Zero-shot learning can be applied to both vision and language. The first known papers on zero-shot learning were published at the same conference in 2008, one on language and one on vision. The language paper was titled “Dataless Classification,” and the vision paper was titled “Zero-data Learning.” The term zero-shot learning first came about in 2009.
Why Is Zero Shot Learning Important?
So why is zero-shot learning so important? The basic answer is that it elevates the ability to apply machine learning models to a whole new level.
One of the main challenges with machine learning is that it typically requires a considerable amount of data to train. While data quantity is already a huge challenge in and of itself, data quality is another challenge for model training. ZSL helps solve both of these problems.
With the power of semantic similarity via vector embeddings, we can use zero-shot learning to classify data without needing huge quantities of high-quality data. Models built with ZSL techniques, such as CLIP, can classify images or label text without having seen it before.

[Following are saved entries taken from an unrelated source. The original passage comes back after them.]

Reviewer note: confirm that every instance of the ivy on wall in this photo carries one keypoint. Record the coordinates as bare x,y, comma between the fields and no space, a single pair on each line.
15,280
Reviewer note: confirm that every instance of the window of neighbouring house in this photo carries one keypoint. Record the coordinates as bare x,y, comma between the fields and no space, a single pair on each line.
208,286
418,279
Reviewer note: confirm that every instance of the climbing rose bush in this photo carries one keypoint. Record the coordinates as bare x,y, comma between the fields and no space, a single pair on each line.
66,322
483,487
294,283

Classifying new data without needing a bunch of a priori knowledge lets us reduce data costs and increase access to machine learning via pre-trained models. This removes barriers for people and businesses to enter the machine learning and AI space.

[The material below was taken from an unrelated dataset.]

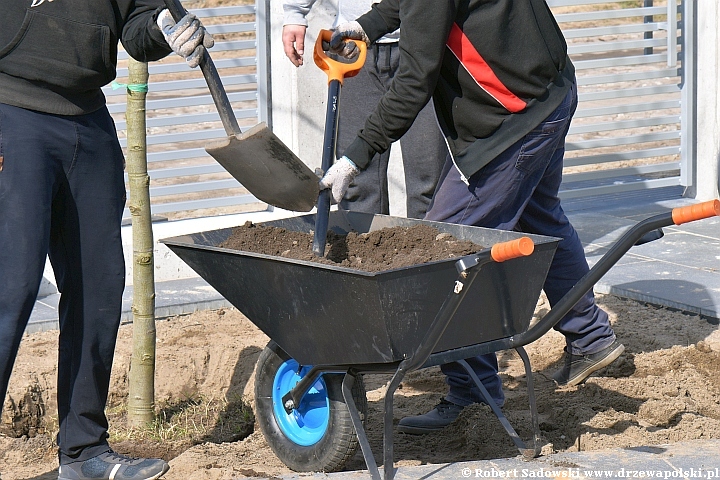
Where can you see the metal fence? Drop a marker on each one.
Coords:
(181, 116)
(630, 132)
(627, 132)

What Are Some Examples of Zero Shot Classification Models?
Zero-shot classification has come a long way since 2008. One of the most popular ZSL models published recently is CLIP - Contrastive Language Image Pretraining - by OpenAI. Other popular models in this space include:
DUET by Chen et al. (Zhejiang University)
SPOT (VAEGAN) by Shreyank N Gowda (University of Oxford)
ZSL-KG by Nihal V. Nayak, Stephen H. Bach (Brown University)
ResNet-50 by Radford et al. (OpenAI)
Summary of Zero Shot Learning
In this article, we got some insight into zero-shot learning. ZSL is a transformative technique that has lowered entry barriers to AI/ML for businesses and individuals. The researchers in this space and the models they have produced have truly helped democratize AI. Zero-shot learning supplies the unique ability to classify images or label text that a model has never seen before.
Zero-shot learning works by using semantic similarity via vector embeddings. Models that do ZSL essentially predict classes based on how semantically similar things are. Much like how our brains work, such as in the fish example, they use auxiliary information to indicate whether or not the input data can be classified.
From humble beginnings in vision and language in 2008, zero-shot learning has come a long way. It’s now available for image classification, such as with ResNet 50, or even multimodal classification, such as with CLIP. There are many implementations of zero-shot learning techniques, and we expect better, more efficient techniques to come out in the future, along with the rise of large language models.